Living #FullOn: My 30-day Challenge of Doing More of What Scares Me
    For the past 30 years, I have looked in the mirror every morning and asked myself: ‘If today were the last day of my life, would I want to do what I am about to do today?’ And whenever the answer has been ‘no’ for too many days in a row, I know I need to change something.
    -Steve Jobs from a commencement speech at Stanford University

    A few weeks ago I was sitting in my car, waiting outside of the local Thai eatery, Wild Ginger, for my take-out mango curry when lululemon’s latest blog post “what do you do that’s full-on?” popped up on my iPhone. There was something in both the title and the timing that froze the moment, making my stomach do a butterfly dance.

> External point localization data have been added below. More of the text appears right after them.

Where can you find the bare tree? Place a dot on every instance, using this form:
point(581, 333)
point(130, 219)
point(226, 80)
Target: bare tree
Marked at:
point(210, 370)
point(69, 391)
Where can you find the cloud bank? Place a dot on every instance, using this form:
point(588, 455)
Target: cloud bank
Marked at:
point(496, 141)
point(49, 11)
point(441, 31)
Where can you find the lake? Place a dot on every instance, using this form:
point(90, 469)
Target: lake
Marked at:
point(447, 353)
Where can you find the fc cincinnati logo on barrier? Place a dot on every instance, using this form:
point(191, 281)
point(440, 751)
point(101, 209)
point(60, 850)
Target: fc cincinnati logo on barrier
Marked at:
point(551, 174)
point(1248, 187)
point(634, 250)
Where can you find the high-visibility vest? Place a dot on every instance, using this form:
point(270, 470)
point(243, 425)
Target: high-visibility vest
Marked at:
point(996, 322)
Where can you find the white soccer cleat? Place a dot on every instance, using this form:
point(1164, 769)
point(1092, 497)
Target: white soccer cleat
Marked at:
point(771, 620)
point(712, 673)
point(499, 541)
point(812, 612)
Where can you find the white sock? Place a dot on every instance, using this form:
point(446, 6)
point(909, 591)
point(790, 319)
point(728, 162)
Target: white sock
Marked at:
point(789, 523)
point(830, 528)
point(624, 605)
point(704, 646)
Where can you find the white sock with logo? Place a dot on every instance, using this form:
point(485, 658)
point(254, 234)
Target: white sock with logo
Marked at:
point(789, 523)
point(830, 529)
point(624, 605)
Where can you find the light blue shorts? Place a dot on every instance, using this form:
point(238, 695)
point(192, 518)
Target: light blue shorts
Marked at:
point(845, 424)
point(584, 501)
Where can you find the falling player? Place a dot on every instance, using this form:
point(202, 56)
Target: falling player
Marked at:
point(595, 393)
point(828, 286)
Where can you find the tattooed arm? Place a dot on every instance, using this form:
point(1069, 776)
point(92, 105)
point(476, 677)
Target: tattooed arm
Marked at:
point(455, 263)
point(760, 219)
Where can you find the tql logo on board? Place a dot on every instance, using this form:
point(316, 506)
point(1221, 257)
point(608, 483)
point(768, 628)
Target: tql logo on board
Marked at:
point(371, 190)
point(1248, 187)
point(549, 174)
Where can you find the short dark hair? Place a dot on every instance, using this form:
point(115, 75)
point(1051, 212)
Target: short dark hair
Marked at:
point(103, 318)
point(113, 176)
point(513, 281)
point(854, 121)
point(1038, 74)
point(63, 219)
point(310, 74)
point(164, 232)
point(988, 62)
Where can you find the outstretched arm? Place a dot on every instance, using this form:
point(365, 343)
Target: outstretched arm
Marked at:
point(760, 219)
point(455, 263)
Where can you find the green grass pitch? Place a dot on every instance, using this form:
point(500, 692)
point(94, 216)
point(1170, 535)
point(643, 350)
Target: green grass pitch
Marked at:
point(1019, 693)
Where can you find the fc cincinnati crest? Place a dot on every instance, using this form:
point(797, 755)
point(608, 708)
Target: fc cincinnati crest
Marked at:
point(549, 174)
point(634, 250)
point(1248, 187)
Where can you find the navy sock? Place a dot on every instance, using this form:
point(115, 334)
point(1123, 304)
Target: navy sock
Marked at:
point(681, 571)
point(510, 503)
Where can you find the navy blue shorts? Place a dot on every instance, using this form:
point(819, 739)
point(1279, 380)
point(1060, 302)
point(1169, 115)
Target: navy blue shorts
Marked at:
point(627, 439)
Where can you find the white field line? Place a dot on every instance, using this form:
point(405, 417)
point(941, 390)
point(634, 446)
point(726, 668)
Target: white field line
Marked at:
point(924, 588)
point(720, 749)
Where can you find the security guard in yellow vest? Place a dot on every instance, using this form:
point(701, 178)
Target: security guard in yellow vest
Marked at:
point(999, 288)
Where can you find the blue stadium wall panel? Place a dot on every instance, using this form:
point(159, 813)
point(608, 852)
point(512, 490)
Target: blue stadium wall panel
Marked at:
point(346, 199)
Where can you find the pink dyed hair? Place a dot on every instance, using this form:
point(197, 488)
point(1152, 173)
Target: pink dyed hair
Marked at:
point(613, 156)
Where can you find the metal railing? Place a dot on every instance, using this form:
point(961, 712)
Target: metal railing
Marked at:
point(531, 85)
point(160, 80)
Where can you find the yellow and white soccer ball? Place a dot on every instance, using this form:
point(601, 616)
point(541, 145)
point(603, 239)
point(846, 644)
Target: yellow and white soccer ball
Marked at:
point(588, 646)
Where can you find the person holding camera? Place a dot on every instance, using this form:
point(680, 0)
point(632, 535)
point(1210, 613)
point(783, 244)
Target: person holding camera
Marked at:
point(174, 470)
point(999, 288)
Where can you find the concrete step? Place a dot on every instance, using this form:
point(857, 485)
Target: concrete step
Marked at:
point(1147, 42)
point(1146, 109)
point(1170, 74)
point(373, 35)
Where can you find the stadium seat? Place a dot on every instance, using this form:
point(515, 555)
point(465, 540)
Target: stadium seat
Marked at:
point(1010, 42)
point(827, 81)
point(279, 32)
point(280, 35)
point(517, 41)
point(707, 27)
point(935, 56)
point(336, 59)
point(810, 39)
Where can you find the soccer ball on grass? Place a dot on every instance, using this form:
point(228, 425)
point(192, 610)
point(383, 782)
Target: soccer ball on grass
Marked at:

    (link to lululemon blog post)

    First, I need to go back. The last three plus years of my life, since starting studio s from scratch, have been both VERY taxing and equally exhilarating. I started my business with the simple strong desire to make a positive, lasting difference in peoples’ lives and to create my own playground where any/ all ideas I produced could hypothetically come to fruition. After years in the business and a deep desire to continue my work, I did my research, made a plan, searched for locations, secured the loans and pulled the trigger.

    studio s opening night….the party is over and I’m christening the machines in my party dress.

    I can distinctly remember the moment I signed the lease. It felt like every Christmas morning I’d ever experienced was put into one giant instant.  Minutes later I walked out of the bank where the notary public had firmly stamped the lease with my signature on it and I thought, “OH SHIT, now I have to make this happen.” I didn’t have an inheritance or a pile of cash saved up for emergency use. I didn’t have a business degree. I didn’t have any woman (I hate to say it, but being a woman in business is different) in my life who had traveled this exact path. I didn’t have an existing fitness business whose model I wanted to mirror. Some may call this stupid, naive or too risky. But I knew that to succeed it would take more than numbers on a spreadsheet or extra money in the bank. I had passion. I had conviction. I knew I was a hard-worker with decent ideas and a hell of a moral support system. Most important of all, I had belief in myself and my vision.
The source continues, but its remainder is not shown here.